Nyawa dan peluang bisnis ikut dipertaruhkan
Ancaman yang dihadapi Ho Cheol tidak berhenti pada reputasi. Setelah emas itu raib, risiko kehilangan nyawa terasa semakin nyata.
Kehilangan peti emas juga berdampak pada ambisinya di luar urusan pengantaran barang. Ho Cheol sempat dijanjikan hotel dan aset lain milik ketua setelah urusan di Kamboja selesai.
Janji itu membuat posisinya di jaringan bisnis terasa penting. Begitu peti emas hilang, peluang untuk mengelola hotel dan aset lain pun ikut terancam lenyap.
Sikap diam Lee Do Kyung memperburuk keadaan
Di tengah kekacauan itu, Lee Do Kyung memilih tidak membuka lokasi emas batangan tersebut. Ia tidak memberi tahu di mana peti itu disembunyikan, sehingga Ho Cheol tidak punya pegangan untuk memperbaiki keadaan.
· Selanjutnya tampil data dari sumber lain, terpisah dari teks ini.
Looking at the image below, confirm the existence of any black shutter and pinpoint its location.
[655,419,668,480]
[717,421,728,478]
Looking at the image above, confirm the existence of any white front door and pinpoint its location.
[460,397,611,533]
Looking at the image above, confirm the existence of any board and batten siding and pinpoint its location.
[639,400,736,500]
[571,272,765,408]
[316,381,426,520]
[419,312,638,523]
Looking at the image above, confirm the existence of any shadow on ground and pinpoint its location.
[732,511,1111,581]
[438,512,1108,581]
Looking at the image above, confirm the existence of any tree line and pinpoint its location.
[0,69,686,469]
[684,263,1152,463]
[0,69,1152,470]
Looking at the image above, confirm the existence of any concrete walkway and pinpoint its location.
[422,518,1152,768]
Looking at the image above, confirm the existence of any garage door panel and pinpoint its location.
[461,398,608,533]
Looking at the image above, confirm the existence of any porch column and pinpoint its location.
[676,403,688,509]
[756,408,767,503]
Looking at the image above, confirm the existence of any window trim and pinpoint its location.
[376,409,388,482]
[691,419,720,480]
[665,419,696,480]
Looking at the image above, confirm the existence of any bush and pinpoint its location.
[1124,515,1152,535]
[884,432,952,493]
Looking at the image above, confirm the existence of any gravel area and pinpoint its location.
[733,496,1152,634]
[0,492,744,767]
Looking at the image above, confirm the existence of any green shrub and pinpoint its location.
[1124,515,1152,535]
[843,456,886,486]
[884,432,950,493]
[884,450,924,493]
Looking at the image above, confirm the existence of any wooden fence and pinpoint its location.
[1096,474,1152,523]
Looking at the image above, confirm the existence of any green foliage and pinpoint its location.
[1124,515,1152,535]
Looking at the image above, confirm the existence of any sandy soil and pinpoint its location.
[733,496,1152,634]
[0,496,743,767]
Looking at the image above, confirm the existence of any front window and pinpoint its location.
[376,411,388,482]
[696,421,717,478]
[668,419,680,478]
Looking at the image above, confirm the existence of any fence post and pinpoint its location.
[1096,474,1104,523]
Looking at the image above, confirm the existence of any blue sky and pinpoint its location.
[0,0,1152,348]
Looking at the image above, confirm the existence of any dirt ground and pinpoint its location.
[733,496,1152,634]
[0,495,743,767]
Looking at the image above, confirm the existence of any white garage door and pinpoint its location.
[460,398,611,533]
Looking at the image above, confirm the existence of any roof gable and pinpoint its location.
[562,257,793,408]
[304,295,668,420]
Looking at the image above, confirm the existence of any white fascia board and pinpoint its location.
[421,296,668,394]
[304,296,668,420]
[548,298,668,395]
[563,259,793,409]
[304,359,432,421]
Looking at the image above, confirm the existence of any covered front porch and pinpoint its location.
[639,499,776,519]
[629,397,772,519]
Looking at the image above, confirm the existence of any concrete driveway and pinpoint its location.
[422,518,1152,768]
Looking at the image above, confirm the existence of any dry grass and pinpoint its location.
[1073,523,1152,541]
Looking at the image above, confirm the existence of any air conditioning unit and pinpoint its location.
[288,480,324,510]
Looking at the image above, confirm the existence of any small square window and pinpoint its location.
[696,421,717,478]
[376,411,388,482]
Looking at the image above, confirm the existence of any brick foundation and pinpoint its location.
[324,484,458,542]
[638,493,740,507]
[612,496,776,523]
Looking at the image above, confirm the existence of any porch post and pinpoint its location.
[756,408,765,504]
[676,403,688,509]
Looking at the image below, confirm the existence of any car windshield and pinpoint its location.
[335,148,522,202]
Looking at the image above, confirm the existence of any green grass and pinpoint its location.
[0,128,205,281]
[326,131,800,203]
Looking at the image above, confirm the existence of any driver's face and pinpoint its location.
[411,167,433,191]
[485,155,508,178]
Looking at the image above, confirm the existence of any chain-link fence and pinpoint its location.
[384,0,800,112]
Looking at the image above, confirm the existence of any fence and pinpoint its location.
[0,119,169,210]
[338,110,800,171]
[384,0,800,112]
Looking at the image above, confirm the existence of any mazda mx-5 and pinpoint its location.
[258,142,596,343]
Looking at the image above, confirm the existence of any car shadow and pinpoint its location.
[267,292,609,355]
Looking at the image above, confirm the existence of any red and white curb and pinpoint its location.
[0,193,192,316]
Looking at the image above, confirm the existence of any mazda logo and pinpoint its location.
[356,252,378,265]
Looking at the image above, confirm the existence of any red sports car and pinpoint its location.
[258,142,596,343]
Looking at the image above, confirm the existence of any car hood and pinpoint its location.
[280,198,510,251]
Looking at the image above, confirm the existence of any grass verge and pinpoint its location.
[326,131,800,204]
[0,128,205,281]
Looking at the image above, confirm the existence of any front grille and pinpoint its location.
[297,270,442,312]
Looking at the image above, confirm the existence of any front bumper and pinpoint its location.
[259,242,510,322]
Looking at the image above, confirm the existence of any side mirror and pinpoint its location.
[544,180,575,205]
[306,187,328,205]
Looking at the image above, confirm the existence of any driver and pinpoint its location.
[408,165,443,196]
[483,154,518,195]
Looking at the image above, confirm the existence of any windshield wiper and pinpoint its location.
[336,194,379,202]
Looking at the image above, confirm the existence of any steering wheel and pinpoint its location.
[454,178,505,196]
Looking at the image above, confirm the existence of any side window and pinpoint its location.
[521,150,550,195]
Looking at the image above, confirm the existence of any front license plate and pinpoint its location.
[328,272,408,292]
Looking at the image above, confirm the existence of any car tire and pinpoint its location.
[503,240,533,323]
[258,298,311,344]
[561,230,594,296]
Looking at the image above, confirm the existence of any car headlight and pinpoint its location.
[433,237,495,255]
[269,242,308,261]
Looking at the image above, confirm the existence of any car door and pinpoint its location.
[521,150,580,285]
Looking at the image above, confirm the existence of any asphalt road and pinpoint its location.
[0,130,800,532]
Sikap diam itu membuat tekanan pada Ho Cheol semakin besar. Orang terakhir yang membawa peti justru tidak membantu, sementara beban utama tetap jatuh ke tangan Ho Cheol.
Kombinasi antara nilai emas yang sangat besar, karakter ketua yang keras, dan janji bisnis yang menggiurkan membuat posisi Ho Cheol rapuh. Di Gold Land, satu peti yang hilang sudah cukup untuk mengubah harapan besar menjadi ancaman serius.